President Donald Trump signs an executive order in the Oval Office at the White House in Washington, D.C., in this undated photo. Trump signed an executive order Saturday directing $50 million to expand access to psychedelic drugs for veterans and calling on the Food and Drug Administration to fast-track their review of such substances. (The White House)
President Donald Trump wants a faster federal review process for psychedelic drugs that veterans advocates say can help treat post-traumatic stress disorder, depression and opioid addiction.
Trump signed an executive order Saturday that directs $50 million toward making the powerful substances more accessible as part of efforts to address a suicide crisis among U.S. military veterans.
He also ordered the Food and Drug Administration to fast-track a review of such drugs as psilocybin and ibogaine, the first time the agency has done so with psychedelics, according to The Associated Press.
Expediting research and access to these potentially life-changing drugs will help those struggling with mental illness, particularly veterans, Trump said.
“Today, we’re bringing them new hope,” he said during the signing ceremony in the Oval Office.
Ibogaine and other psychedelics are still classified by the U.S. Drug Enforcement Administration as Schedule I drugs, meaning they have “no currently accepted medical use and a high potential for abuse.”
The executive order is titled “Accelerating Medical Treatments for Serious Mental Illness.”
The drugs could be approved in weeks instead of in a year or more “if they are in line with our national priorities,” said FDA Commissioner Marty Makary.
The FDA and the Health and Human Services Department were also directed to work with the Department of Veterans Affairs and the private sector to increase clinical trial participation in psychedelic therapies.
Ibogaine was the focal point at the signing ceremony, which included top health officials, podcaster Joe Rogan and several former Navy SEALs.
The compound is extracted from the roots of the Tabernanthe iboga, an evergreen rainforest shrub indigenous mainly to Gabon, Cameroon and the Congo in central Africa.
The powerful hallucinogen has been used for centuries in tribal spiritual and healing ceremonies.
“I’ve been hearing about it a little bit over the last year,” Trump said. “I never heard anything about it in the past. It was almost like taboo. It’s not taboo anymore.”

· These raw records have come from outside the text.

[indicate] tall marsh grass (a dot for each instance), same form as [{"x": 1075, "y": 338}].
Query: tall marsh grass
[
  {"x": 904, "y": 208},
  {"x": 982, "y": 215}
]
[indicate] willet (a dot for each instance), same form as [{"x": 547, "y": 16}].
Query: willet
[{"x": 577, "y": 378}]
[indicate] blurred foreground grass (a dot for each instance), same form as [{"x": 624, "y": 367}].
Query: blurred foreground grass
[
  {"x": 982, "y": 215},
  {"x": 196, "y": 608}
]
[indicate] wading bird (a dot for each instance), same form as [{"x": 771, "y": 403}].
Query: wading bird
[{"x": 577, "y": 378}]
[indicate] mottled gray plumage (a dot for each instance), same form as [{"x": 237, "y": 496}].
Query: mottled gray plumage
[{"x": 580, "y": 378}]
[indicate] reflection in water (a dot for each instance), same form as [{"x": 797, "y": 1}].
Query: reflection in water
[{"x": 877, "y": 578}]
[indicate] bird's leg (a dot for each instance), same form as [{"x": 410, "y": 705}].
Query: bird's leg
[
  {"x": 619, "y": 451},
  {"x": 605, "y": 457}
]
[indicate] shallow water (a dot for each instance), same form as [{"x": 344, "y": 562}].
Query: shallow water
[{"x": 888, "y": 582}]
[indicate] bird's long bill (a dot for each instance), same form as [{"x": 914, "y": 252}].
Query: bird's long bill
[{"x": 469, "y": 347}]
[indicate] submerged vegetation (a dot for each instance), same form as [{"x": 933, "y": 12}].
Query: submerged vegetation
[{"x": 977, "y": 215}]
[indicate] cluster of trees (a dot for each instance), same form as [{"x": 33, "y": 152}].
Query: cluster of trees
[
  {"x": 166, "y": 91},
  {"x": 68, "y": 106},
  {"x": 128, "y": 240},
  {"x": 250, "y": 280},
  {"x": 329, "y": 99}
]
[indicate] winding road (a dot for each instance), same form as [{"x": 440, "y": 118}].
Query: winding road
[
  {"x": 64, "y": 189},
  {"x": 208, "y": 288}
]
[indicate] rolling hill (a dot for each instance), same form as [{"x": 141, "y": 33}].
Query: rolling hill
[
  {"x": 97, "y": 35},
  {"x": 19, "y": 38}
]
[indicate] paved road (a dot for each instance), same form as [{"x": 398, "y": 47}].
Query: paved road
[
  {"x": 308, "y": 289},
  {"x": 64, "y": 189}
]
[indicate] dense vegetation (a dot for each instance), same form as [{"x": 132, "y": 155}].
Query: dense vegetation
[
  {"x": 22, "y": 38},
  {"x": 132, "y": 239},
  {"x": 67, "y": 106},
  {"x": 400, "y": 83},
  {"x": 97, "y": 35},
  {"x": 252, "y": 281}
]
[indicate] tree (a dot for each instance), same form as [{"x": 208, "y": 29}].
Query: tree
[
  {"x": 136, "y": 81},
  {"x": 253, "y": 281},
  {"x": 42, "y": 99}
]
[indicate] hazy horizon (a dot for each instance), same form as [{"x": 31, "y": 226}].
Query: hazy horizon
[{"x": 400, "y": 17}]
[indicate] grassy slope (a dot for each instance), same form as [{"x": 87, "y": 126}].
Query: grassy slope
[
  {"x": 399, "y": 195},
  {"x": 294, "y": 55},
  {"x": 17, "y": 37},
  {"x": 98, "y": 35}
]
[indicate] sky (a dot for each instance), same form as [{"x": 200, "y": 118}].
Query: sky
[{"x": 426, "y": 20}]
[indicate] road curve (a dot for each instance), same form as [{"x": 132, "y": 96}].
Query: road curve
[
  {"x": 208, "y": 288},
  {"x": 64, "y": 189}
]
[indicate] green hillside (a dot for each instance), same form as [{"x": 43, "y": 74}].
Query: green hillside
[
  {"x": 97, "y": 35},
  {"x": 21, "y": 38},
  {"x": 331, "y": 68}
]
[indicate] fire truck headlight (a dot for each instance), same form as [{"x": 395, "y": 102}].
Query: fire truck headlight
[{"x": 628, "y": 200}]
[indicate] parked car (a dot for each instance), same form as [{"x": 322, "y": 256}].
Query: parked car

Rogan said he had sent Trump information about ibogaine after hearing how effective it was in treating opioid addiction, which accounts for the majority of the tens of thousands of drug overdose deaths in the U.S. every year, according to the Centers for Disease Control and Prevention.
Ibogaine treatment is available in Mexico, where some U.S. military veterans have sought relief from PTSD and depression, as told in the 2025 Netflix documentary “In Waves and War.”
The film also features Stanford University researchers who studied a group of 30 veterans treated with ibogaine in Mexico. Under medical monitoring, the veterans received oral ibogaine along with magnesium to help prevent heart complications, which have been associated with use of the drug.
Treatment with ibogaine immediately led to significant improvements in functioning and alleviation of PTSD, depression and anxiety, according to the findings.
The effects lasted at least one month after treatment. That time frame marked the endpoint of the study, which was published in January 2024.
Robert O’Neill, one of the former Navy SEALs featured in the documentary, attended the ceremony on Saturday and told Trump that he had taken ibogaine three times over three years.
“It’s not fun,” he said. But “it saved my life, and then it saved my wife,” he added, without elaborating. “This works.”